È essenziale dare una
forma del passato secondo un intendimento, in vista della
formulazione d’una identità riconoscibile da affermare poiché,
chiarisce Huizinga «civiltà ha un senso unicamente come processo di
conformazione a uno scopo, è un concetto teleologico, così come
‘storia’ è una conoscenza finalistica per eccellenza». Il
passato che ciascuna civiltà riconosce per suo è, allora, il
risultato di una rappresentazione realizzata in ‘immagine
comprensibile’.
La storia, dunque, viene
a determinarsi come una ‘forma dello spirito’. Essa manifesta i
caratteri inerenti a ciascuna civiltà fino a costituirsi secondo
l’universalità che promana e si attesta sul ‘particolare’

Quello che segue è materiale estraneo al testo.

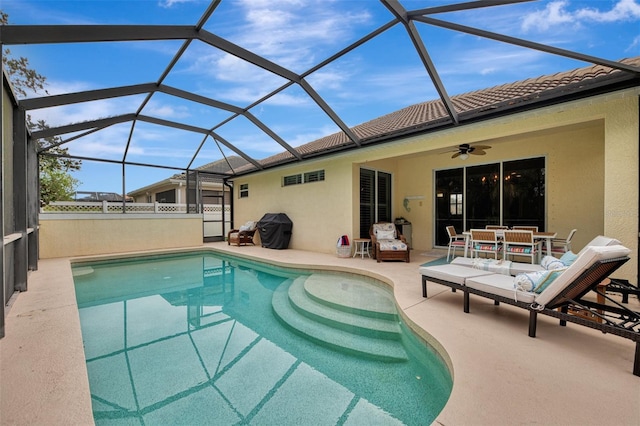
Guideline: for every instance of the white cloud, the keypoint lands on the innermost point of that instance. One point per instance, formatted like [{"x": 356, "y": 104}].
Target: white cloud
[
  {"x": 170, "y": 3},
  {"x": 558, "y": 13},
  {"x": 554, "y": 14},
  {"x": 624, "y": 10}
]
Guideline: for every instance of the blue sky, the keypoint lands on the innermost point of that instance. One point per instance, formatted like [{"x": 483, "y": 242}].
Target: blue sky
[{"x": 382, "y": 76}]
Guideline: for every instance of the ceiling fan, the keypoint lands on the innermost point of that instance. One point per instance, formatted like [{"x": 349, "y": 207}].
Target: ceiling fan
[{"x": 465, "y": 149}]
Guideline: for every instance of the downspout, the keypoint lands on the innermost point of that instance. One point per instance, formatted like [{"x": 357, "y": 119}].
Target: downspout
[{"x": 225, "y": 182}]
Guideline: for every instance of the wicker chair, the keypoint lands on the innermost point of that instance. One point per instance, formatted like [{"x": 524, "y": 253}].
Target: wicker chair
[
  {"x": 244, "y": 235},
  {"x": 455, "y": 240},
  {"x": 521, "y": 243},
  {"x": 484, "y": 241},
  {"x": 387, "y": 244}
]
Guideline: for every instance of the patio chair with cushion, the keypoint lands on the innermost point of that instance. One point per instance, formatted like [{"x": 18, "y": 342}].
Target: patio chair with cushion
[
  {"x": 387, "y": 244},
  {"x": 557, "y": 293},
  {"x": 455, "y": 240},
  {"x": 521, "y": 243},
  {"x": 243, "y": 235},
  {"x": 484, "y": 241}
]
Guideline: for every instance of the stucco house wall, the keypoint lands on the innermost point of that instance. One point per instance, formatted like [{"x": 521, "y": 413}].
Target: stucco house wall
[{"x": 591, "y": 147}]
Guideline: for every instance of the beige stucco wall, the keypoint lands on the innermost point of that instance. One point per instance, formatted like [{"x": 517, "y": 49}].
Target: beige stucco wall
[
  {"x": 63, "y": 235},
  {"x": 591, "y": 147}
]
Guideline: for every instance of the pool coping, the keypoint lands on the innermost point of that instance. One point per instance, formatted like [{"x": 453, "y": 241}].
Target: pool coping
[{"x": 501, "y": 376}]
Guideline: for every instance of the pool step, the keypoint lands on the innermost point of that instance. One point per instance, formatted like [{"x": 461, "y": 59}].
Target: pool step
[
  {"x": 351, "y": 295},
  {"x": 355, "y": 317},
  {"x": 376, "y": 338}
]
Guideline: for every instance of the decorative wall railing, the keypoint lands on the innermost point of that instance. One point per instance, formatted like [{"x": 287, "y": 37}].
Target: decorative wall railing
[{"x": 117, "y": 207}]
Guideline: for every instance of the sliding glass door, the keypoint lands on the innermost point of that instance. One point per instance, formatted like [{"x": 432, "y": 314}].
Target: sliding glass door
[
  {"x": 375, "y": 199},
  {"x": 508, "y": 193},
  {"x": 449, "y": 203}
]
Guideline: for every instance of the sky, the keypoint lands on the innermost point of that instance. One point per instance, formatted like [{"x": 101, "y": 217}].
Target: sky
[{"x": 379, "y": 77}]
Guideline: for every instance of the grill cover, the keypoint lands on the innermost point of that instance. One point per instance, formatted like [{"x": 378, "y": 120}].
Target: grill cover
[{"x": 275, "y": 230}]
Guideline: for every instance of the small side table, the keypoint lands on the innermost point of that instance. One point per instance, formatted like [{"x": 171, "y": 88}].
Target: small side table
[{"x": 362, "y": 247}]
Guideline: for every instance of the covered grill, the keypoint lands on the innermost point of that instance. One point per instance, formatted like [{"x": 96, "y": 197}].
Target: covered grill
[{"x": 275, "y": 230}]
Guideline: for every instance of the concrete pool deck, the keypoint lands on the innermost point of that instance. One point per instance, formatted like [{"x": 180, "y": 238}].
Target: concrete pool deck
[{"x": 566, "y": 375}]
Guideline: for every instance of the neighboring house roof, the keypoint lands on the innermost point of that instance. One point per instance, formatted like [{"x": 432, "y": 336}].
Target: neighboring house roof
[
  {"x": 471, "y": 106},
  {"x": 211, "y": 173}
]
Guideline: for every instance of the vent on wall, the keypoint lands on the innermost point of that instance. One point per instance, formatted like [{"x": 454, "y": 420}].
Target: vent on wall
[{"x": 315, "y": 176}]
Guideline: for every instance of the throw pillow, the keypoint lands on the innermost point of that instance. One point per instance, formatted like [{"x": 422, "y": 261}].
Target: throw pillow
[
  {"x": 551, "y": 263},
  {"x": 568, "y": 258},
  {"x": 528, "y": 281}
]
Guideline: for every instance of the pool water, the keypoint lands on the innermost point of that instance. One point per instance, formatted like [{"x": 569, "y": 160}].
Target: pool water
[{"x": 202, "y": 339}]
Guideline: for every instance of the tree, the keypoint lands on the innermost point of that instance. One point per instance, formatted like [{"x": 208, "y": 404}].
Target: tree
[{"x": 56, "y": 182}]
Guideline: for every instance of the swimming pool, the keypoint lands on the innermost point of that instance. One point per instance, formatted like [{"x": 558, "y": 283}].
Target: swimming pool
[{"x": 203, "y": 338}]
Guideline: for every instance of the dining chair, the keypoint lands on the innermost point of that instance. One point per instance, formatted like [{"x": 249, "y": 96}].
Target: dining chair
[
  {"x": 560, "y": 246},
  {"x": 484, "y": 241},
  {"x": 455, "y": 240},
  {"x": 521, "y": 243}
]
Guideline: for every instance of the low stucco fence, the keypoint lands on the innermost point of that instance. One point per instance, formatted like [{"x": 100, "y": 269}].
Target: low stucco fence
[{"x": 66, "y": 235}]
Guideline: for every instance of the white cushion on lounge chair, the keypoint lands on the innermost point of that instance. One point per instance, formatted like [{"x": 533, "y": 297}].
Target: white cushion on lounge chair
[
  {"x": 453, "y": 273},
  {"x": 501, "y": 285},
  {"x": 585, "y": 260},
  {"x": 601, "y": 241},
  {"x": 524, "y": 268},
  {"x": 515, "y": 268}
]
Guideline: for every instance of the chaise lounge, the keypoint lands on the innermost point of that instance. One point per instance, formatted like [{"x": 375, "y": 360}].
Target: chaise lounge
[{"x": 555, "y": 293}]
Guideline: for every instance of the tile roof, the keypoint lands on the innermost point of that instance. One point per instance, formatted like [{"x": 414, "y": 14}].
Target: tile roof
[{"x": 431, "y": 114}]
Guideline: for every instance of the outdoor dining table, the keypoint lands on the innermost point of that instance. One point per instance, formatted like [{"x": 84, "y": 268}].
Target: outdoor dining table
[{"x": 547, "y": 236}]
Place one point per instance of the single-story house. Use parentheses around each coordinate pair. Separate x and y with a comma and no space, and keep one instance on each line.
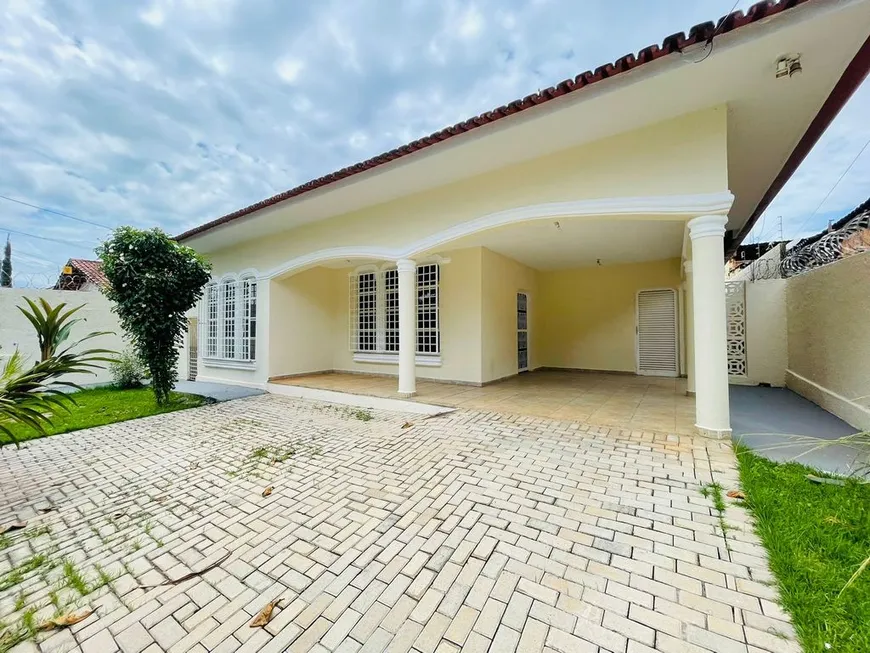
(583,227)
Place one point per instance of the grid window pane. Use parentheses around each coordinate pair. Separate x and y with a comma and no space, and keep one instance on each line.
(367,312)
(211,321)
(229,319)
(391,310)
(428,333)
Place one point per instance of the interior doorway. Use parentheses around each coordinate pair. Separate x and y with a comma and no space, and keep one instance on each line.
(657,334)
(522,332)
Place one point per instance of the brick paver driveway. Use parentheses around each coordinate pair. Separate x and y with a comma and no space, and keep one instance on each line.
(471,531)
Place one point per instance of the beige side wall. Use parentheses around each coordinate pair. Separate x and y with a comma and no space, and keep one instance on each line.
(16,330)
(828,343)
(651,161)
(460,320)
(589,314)
(503,278)
(766,332)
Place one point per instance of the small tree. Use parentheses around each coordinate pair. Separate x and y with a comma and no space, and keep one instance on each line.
(6,266)
(153,282)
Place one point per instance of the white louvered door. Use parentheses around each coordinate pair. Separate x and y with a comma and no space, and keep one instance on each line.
(657,340)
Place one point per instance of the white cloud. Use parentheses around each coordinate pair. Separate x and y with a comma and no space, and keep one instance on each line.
(154,15)
(470,23)
(106,117)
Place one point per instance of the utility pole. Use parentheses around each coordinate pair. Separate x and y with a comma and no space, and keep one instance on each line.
(6,266)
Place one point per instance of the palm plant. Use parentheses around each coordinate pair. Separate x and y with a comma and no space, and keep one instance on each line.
(30,396)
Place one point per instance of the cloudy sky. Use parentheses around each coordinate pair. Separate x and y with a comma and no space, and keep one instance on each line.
(174,112)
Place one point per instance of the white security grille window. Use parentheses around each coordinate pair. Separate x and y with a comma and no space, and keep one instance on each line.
(391,310)
(228,321)
(374,311)
(211,321)
(249,319)
(428,335)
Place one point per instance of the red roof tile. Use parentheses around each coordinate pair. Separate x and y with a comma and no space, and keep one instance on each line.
(92,270)
(674,43)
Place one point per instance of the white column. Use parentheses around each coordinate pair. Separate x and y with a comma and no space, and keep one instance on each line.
(708,298)
(690,331)
(407,327)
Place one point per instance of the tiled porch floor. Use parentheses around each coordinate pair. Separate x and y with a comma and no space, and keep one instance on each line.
(636,402)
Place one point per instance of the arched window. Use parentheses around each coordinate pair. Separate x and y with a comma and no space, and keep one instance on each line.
(374,312)
(229,320)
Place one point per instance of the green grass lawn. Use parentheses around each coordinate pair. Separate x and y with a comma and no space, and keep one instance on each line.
(817,536)
(106,406)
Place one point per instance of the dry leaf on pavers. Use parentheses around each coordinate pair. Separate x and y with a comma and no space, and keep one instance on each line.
(265,614)
(192,574)
(66,620)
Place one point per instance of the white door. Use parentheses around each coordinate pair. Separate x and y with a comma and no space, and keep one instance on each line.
(657,341)
(522,332)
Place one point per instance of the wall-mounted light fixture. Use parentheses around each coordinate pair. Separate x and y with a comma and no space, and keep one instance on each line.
(788,65)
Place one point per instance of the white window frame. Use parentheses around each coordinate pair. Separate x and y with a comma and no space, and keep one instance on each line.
(386,339)
(228,321)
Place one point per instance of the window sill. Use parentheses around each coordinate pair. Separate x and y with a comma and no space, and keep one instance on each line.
(424,360)
(230,364)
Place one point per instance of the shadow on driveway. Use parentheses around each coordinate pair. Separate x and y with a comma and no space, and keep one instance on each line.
(776,423)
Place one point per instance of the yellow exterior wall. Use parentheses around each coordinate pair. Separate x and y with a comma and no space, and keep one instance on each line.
(645,162)
(302,322)
(460,321)
(588,315)
(828,346)
(503,278)
(766,341)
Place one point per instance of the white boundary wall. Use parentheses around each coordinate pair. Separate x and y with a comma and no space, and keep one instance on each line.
(16,330)
(829,338)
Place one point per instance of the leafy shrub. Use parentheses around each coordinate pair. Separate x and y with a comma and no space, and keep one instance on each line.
(153,282)
(128,371)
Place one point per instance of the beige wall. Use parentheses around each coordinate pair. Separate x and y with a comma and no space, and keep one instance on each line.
(828,342)
(302,324)
(588,315)
(459,308)
(503,278)
(17,332)
(647,162)
(582,318)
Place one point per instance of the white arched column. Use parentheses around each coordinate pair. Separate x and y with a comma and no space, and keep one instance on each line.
(407,270)
(712,416)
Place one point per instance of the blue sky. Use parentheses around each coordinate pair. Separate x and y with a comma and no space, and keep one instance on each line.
(174,112)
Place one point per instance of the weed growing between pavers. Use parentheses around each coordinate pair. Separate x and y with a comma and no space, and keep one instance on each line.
(714,491)
(55,583)
(252,465)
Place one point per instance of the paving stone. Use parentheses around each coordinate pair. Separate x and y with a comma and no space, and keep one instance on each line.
(478,531)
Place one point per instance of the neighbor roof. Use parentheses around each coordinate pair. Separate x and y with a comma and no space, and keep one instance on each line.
(673,43)
(92,270)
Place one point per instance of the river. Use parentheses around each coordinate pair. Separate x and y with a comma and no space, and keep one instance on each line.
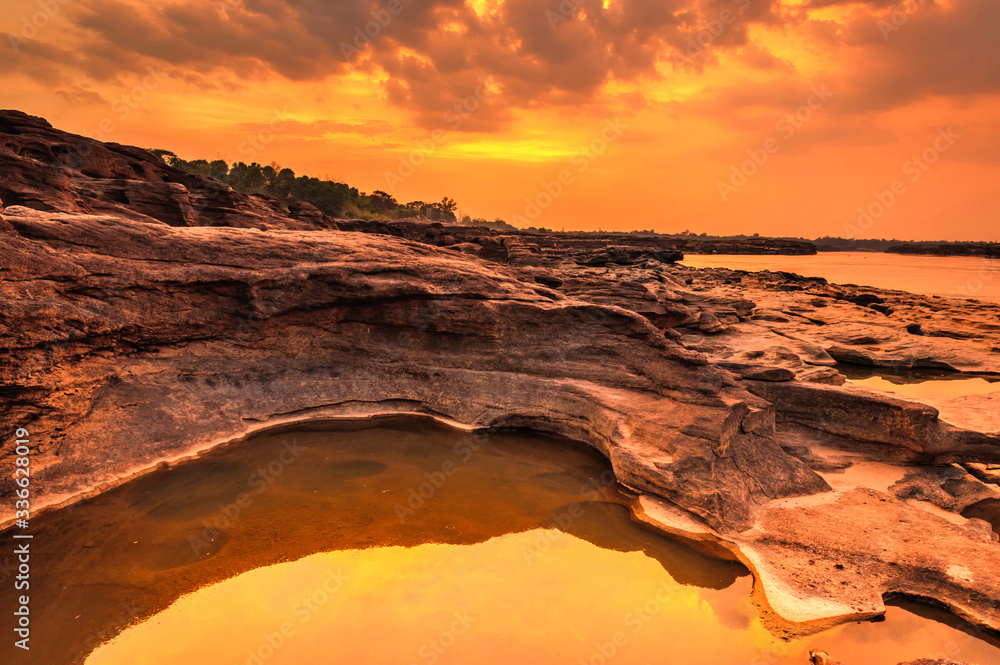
(946,276)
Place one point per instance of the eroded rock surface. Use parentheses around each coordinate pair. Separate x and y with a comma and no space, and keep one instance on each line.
(135,331)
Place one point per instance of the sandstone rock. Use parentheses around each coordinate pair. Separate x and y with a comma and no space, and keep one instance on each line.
(180,338)
(140,335)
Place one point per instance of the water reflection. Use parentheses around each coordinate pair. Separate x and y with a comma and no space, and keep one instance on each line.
(945,276)
(527,535)
(541,596)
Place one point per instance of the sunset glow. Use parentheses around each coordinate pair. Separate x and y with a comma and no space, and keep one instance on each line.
(738,116)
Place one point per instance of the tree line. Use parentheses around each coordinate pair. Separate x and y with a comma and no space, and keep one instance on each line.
(336,199)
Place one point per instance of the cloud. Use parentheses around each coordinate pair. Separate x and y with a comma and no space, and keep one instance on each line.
(442,56)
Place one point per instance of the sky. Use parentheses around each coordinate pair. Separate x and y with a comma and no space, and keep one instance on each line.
(803,118)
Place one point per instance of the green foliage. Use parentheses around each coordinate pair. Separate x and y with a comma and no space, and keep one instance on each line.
(336,199)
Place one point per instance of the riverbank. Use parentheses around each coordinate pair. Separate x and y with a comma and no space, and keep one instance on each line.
(713,393)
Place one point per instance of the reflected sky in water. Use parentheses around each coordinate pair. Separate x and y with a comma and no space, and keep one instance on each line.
(945,276)
(540,596)
(325,544)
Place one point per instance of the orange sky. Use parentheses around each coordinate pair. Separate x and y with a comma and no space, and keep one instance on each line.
(671,98)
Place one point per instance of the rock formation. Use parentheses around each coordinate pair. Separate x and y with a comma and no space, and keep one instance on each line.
(149,315)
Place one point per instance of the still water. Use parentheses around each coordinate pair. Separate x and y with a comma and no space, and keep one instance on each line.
(946,276)
(919,384)
(406,543)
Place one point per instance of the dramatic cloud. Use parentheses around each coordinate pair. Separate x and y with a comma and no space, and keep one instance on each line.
(361,84)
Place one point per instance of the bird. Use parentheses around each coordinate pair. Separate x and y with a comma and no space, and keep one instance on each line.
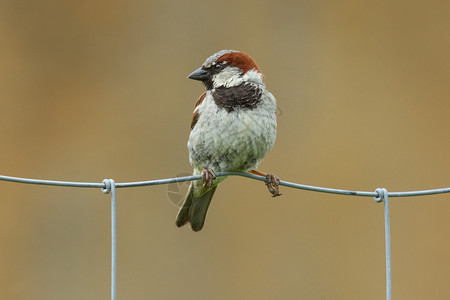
(233,127)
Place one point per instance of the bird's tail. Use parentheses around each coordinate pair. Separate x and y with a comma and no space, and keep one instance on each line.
(194,209)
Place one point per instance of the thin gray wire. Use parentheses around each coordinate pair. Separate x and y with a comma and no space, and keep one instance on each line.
(243,174)
(383,197)
(108,185)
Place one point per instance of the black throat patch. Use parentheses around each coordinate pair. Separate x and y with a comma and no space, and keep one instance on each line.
(244,96)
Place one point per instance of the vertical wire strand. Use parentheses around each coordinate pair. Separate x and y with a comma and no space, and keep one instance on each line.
(113,240)
(387,233)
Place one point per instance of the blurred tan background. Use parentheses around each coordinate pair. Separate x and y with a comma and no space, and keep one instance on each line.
(93,90)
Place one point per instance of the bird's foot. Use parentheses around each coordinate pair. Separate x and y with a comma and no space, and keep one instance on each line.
(208,177)
(273,184)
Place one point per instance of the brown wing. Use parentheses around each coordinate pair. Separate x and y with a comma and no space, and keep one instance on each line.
(196,115)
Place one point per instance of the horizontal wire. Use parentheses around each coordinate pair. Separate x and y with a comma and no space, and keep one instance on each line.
(243,174)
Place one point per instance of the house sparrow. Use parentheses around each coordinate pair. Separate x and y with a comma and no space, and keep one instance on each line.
(233,127)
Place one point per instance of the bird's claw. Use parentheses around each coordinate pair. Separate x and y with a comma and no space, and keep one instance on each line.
(208,177)
(273,183)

distintivo di ognuna. Su questo presupposto Huizinga può parlare di
«pluralità di forme di storia». Infatti, spiega, «ogni civiltà,
e ogni cerchia culturale, deve ritenere per vera la sua storia, e lo
può fare, purchè la costruisca secondo le esigenze critiche che la
sua coscienza culturale le detta».
E riassume, infine,
Huizinga la sua riflessione in una definizione: «la storia è la
forma dello spirito in cui una civiltà si rende conto del suo
passato». Una formula che, dice «qualcuno troverà troppo semplice,
troppo ovvia», mentre egli ritiene che con essa, tra l’altro, «si
evita l’irrilevante questione dei rapporti tra arte e storia».
Irrilevante perché non ha rilievo, accertato «l’elemento comune a
ricerca storica e arte», equiparate, arte e storia, alla stregua dei
presupposti formali degli assunti, delle accertate concomitanze,
delle procedure consimili, delle resultanze: «Se la storia, come
attività dello spirito, è un ‘dar forma’, allora possiamo dire
che, come prodotto, essa è una forma e ogni civiltà ricrea quella
forma, secondo lo stile che le è proprio», sostiene Huizinga.